Agent memory is the persistent state an AI agent reads at the start of every turn and writes back at the end. Without it, every conversation is a cold start — the user repeats the same context, the agent forgets last week, and the workflow regresses to a fancy autocomplete. With it, the agent accumulates real working knowledge across sessions.

The three layers of agent memory.

  • Short-term. The conversation buffer for the current turn. Lives in the context window. Cleared at the end of the session.
  • Working memory. Mid-session scratchpad: the agent's current plan, what it has already tried, what it knows about the task. Held in a structured store outside the context window so it can grow without inflating the prompt.
  • Long-term. The persistent layer that survives across sessions. User preferences, accumulated facts, prior interactions, retrieved-and-confirmed information. Backed by a vector store or a typed database.

The read/write contract.

A working agent declares which memory it reads at the start of every turn and which it writes back at the end. Reads are structured queries (give me the last five turns; give me the user preferences object). Writes are typed events (record that the user prefers DM Mono; record that the agent has already tried tool X). Memory operations are part of the observability trace.

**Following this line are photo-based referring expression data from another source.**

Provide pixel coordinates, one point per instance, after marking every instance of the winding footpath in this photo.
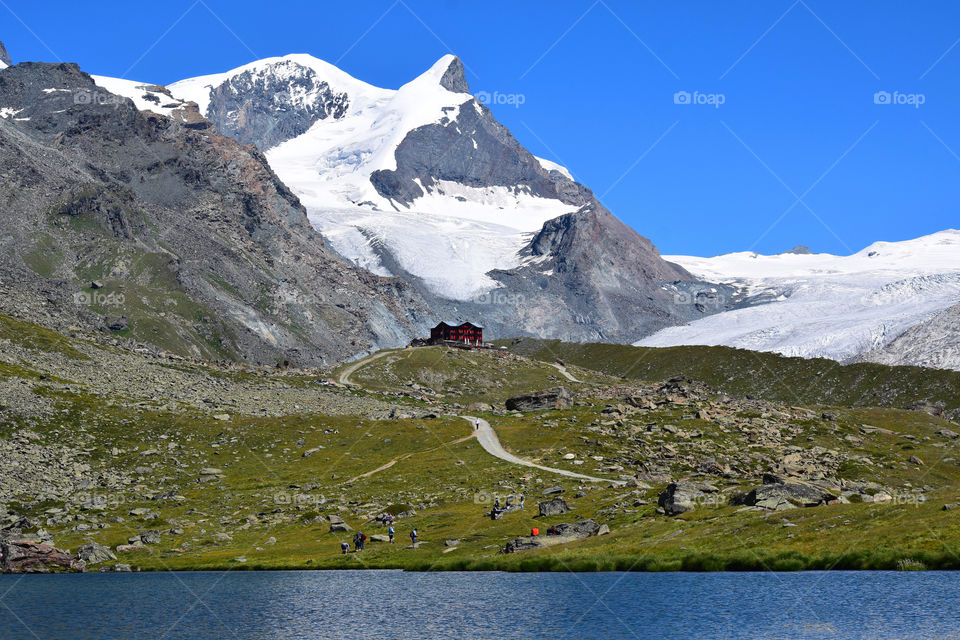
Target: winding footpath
(344, 377)
(483, 432)
(488, 439)
(563, 371)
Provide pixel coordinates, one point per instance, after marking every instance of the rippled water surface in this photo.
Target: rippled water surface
(386, 604)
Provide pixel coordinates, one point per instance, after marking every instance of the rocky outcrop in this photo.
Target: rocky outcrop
(554, 507)
(204, 251)
(25, 556)
(269, 105)
(556, 398)
(683, 496)
(778, 494)
(94, 553)
(558, 534)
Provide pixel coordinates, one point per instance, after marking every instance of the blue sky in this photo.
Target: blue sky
(797, 152)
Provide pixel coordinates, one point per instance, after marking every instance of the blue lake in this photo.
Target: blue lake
(388, 604)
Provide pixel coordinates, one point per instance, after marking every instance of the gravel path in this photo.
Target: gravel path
(491, 444)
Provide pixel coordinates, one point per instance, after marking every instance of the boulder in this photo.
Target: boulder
(554, 507)
(577, 530)
(556, 398)
(680, 497)
(25, 556)
(778, 494)
(558, 534)
(95, 553)
(150, 537)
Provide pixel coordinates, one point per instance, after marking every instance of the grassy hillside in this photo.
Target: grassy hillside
(764, 375)
(244, 468)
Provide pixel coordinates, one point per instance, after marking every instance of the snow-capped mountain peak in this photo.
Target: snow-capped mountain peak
(822, 305)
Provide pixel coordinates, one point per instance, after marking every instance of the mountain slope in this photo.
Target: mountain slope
(931, 343)
(828, 306)
(158, 228)
(422, 182)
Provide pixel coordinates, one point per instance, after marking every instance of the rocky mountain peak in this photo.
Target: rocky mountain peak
(455, 78)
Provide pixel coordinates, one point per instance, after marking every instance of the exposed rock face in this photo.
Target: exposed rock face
(605, 283)
(558, 534)
(683, 496)
(455, 79)
(588, 276)
(205, 251)
(474, 150)
(554, 507)
(24, 556)
(557, 398)
(265, 107)
(778, 494)
(932, 343)
(95, 553)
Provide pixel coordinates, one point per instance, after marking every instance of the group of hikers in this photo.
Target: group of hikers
(360, 539)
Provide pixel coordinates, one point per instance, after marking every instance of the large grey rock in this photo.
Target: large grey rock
(556, 398)
(26, 556)
(778, 494)
(95, 553)
(268, 106)
(558, 534)
(554, 507)
(454, 78)
(680, 497)
(150, 537)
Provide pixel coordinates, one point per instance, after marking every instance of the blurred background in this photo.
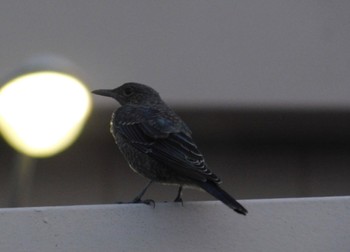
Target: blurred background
(264, 86)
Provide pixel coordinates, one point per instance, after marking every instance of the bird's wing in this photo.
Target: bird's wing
(167, 139)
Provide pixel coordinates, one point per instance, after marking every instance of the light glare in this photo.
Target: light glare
(42, 113)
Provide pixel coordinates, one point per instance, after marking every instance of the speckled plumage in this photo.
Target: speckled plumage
(158, 145)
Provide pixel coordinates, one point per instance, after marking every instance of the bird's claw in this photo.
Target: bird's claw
(179, 199)
(146, 201)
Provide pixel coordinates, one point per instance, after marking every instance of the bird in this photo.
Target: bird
(158, 144)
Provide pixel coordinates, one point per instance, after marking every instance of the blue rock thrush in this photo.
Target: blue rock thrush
(158, 145)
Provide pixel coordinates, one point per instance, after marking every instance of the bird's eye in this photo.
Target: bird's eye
(128, 91)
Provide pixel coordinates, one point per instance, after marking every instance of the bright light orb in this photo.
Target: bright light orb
(42, 113)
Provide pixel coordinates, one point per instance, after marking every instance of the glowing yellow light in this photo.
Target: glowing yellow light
(42, 113)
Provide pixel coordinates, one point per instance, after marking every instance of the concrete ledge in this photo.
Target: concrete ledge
(308, 224)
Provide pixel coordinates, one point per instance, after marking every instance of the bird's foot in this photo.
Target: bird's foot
(179, 199)
(146, 201)
(137, 200)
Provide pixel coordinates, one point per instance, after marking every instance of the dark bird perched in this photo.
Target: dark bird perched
(158, 144)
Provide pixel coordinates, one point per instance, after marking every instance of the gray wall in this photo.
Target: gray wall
(263, 84)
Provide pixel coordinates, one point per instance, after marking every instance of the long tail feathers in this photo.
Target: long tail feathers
(223, 196)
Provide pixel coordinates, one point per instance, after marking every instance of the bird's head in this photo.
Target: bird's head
(131, 93)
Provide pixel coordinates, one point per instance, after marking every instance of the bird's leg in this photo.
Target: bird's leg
(137, 199)
(179, 196)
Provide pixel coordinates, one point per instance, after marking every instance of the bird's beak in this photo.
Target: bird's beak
(104, 92)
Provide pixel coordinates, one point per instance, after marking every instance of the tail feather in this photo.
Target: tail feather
(213, 189)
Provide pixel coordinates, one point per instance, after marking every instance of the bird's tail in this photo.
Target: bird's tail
(213, 189)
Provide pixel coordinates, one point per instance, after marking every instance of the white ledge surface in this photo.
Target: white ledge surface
(304, 224)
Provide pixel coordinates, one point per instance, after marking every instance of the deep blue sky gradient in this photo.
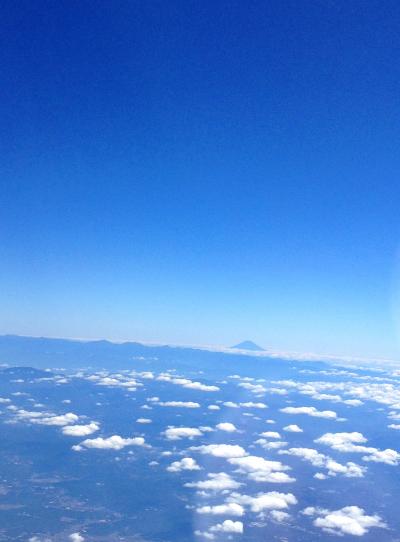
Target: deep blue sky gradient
(202, 172)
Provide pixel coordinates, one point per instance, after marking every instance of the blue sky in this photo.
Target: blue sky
(202, 172)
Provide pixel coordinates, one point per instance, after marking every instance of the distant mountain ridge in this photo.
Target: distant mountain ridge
(249, 345)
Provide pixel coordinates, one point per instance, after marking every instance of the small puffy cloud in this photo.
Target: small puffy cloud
(186, 383)
(350, 520)
(270, 434)
(228, 526)
(310, 411)
(227, 509)
(115, 442)
(187, 463)
(64, 419)
(80, 430)
(268, 445)
(226, 426)
(259, 469)
(250, 404)
(215, 482)
(179, 404)
(279, 515)
(230, 404)
(293, 428)
(221, 450)
(177, 433)
(257, 389)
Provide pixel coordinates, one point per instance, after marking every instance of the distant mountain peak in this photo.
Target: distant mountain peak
(248, 345)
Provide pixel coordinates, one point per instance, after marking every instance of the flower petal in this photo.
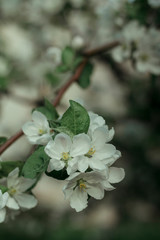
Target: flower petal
(95, 190)
(78, 200)
(25, 183)
(26, 200)
(116, 174)
(107, 151)
(81, 145)
(99, 137)
(55, 164)
(11, 203)
(96, 164)
(2, 215)
(83, 164)
(12, 179)
(3, 199)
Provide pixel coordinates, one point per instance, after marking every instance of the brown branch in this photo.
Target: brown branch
(74, 78)
(100, 50)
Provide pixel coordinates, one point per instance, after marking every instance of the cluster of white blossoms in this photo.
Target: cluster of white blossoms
(141, 45)
(87, 158)
(16, 196)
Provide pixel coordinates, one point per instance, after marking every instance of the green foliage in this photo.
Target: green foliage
(3, 188)
(75, 119)
(53, 79)
(84, 80)
(36, 164)
(8, 166)
(59, 175)
(2, 140)
(3, 83)
(48, 110)
(68, 56)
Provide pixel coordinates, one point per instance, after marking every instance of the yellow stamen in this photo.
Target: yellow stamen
(82, 186)
(12, 191)
(91, 152)
(41, 131)
(65, 156)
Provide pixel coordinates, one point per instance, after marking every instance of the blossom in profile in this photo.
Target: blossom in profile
(17, 189)
(64, 151)
(80, 185)
(37, 130)
(3, 202)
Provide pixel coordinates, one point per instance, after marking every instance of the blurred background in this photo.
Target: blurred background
(32, 35)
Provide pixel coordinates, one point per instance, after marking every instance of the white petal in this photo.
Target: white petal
(78, 200)
(111, 160)
(51, 150)
(81, 145)
(3, 199)
(30, 129)
(96, 164)
(39, 118)
(111, 134)
(12, 179)
(107, 151)
(40, 140)
(99, 137)
(26, 200)
(95, 190)
(11, 203)
(25, 183)
(62, 143)
(116, 174)
(83, 164)
(107, 186)
(2, 215)
(55, 164)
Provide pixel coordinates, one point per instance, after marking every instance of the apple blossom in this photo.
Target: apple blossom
(37, 130)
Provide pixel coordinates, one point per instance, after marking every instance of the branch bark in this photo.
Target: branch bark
(87, 54)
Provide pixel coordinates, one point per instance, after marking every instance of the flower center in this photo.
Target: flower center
(81, 184)
(65, 156)
(12, 191)
(41, 131)
(91, 152)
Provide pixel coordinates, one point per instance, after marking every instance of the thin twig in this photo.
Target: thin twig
(74, 78)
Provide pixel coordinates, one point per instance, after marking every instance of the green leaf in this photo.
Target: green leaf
(64, 130)
(77, 61)
(60, 175)
(68, 55)
(36, 164)
(3, 83)
(76, 118)
(8, 166)
(3, 188)
(53, 79)
(48, 110)
(84, 79)
(62, 69)
(2, 140)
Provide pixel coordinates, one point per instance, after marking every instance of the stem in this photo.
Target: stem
(74, 78)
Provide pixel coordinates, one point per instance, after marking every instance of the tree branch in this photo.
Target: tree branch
(87, 54)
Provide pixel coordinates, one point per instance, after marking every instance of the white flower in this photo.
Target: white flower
(38, 130)
(154, 3)
(64, 152)
(54, 54)
(77, 42)
(98, 121)
(3, 201)
(17, 186)
(99, 151)
(113, 175)
(80, 185)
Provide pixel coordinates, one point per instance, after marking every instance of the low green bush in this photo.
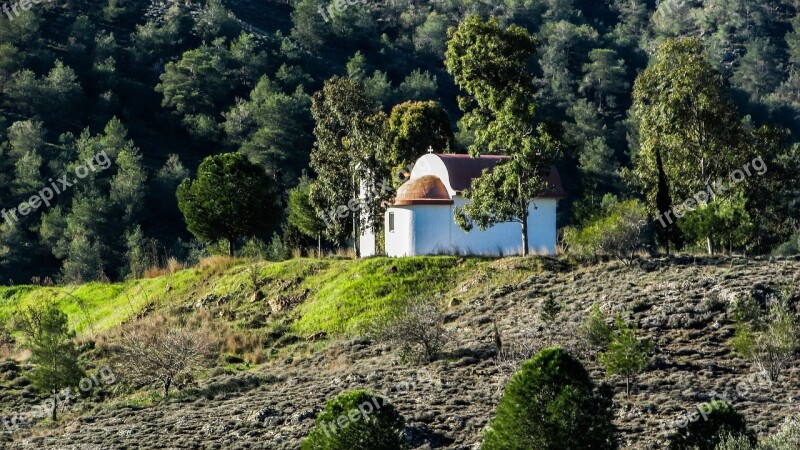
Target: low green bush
(357, 420)
(709, 429)
(552, 404)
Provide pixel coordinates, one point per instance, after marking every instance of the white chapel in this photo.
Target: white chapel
(420, 221)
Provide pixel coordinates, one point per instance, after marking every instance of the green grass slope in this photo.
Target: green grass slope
(333, 296)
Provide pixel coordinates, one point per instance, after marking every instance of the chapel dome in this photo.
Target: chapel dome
(425, 190)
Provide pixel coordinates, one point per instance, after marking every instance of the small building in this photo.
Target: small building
(421, 222)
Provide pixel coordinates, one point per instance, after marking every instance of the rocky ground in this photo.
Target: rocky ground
(681, 303)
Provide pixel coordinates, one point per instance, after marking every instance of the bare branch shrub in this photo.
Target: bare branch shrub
(770, 342)
(157, 350)
(418, 328)
(514, 352)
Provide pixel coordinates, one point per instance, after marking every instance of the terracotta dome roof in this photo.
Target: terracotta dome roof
(425, 190)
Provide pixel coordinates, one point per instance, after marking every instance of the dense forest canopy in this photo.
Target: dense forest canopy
(157, 86)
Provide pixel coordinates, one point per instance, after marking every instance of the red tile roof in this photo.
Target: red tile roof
(425, 190)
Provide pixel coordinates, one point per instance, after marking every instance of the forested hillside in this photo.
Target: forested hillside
(152, 88)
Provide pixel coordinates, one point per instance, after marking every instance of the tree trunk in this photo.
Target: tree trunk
(525, 249)
(55, 405)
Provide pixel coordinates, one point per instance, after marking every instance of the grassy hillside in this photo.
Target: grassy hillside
(686, 305)
(311, 296)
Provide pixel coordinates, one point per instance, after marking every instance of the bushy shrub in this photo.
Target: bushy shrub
(619, 231)
(707, 432)
(789, 248)
(735, 442)
(357, 420)
(788, 438)
(770, 342)
(594, 329)
(627, 355)
(552, 404)
(418, 328)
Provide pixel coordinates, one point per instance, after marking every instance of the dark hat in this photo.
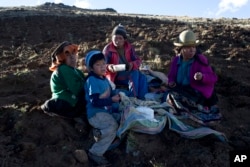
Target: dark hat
(186, 38)
(89, 56)
(120, 30)
(58, 55)
(59, 49)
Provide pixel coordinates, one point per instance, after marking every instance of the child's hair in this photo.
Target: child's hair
(92, 57)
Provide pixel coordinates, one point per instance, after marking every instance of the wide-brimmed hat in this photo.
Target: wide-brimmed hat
(186, 38)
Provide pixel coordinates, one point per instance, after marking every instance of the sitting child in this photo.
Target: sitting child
(101, 106)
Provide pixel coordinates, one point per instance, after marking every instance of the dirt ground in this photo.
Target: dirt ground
(30, 138)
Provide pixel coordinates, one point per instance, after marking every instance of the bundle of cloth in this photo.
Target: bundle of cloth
(151, 117)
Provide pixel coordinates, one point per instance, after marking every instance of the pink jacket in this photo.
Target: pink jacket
(112, 57)
(200, 64)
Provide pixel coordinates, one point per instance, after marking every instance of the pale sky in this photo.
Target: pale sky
(192, 8)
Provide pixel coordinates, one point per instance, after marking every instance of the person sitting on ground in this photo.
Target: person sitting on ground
(190, 73)
(66, 84)
(120, 53)
(102, 106)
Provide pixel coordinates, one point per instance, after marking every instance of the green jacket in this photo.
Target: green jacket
(67, 83)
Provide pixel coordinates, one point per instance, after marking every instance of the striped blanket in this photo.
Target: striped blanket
(143, 122)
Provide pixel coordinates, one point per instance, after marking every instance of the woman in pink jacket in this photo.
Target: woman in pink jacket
(123, 64)
(190, 71)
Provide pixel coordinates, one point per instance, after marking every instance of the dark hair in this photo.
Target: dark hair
(95, 58)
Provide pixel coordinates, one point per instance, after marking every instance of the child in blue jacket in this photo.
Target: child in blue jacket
(101, 106)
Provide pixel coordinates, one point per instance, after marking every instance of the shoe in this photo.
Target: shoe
(114, 144)
(97, 134)
(99, 160)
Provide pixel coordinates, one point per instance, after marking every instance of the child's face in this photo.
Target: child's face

“Memory without contracts is just nostalgia.”

Common failure modes.

Unbounded memory growth — every turn adds rows, retrieval slows, costs balloon. Stale memory — the agent confidently uses a fact from three months ago that is no longer true. Cross-user contamination — memory from one user leaks into another's session because the partitioning key was wrong. All three are caught by writing memory operations into the eval harness and grading the agent's behaviour on synthetic time-shifted fixtures.

Frequently asked.

What is agent memory?
Agent memory is the persistent state an AI agent reads at the start of every turn and writes back at the end. It usually has three layers: short-term (the conversation buffer), working memory (mid-session scratchpad), and long-term (cross-session persistent storage like a vector store or typed database).
Why not just keep everything in the context window?
Because the context window is bounded and expensive. Past 100k tokens, quality degrades (lost-in-the-middle) and cost grows linearly. Working memory and long-term memory live outside the context window; the agent reads only what it needs into the prompt at each turn.
What does memory failure look like in production?
Three patterns: unbounded growth (memory keeps adding rows until retrieval slows and cost balloons), staleness (the agent confidently uses an out-of-date fact), and cross-user contamination (one user's memory leaks into another's session). All three are caught by adding memory operations to the eval harness and grading on synthetic time-shifted fixtures.
Where does Morvion store agent memory?
pgvector inside the existing Postgres for long-term memory, a typed table or Redis for working memory, and the conversation buffer in the context window for short-term. Memory operations are versioned and traceable through the same observability layer as the rest of the agent.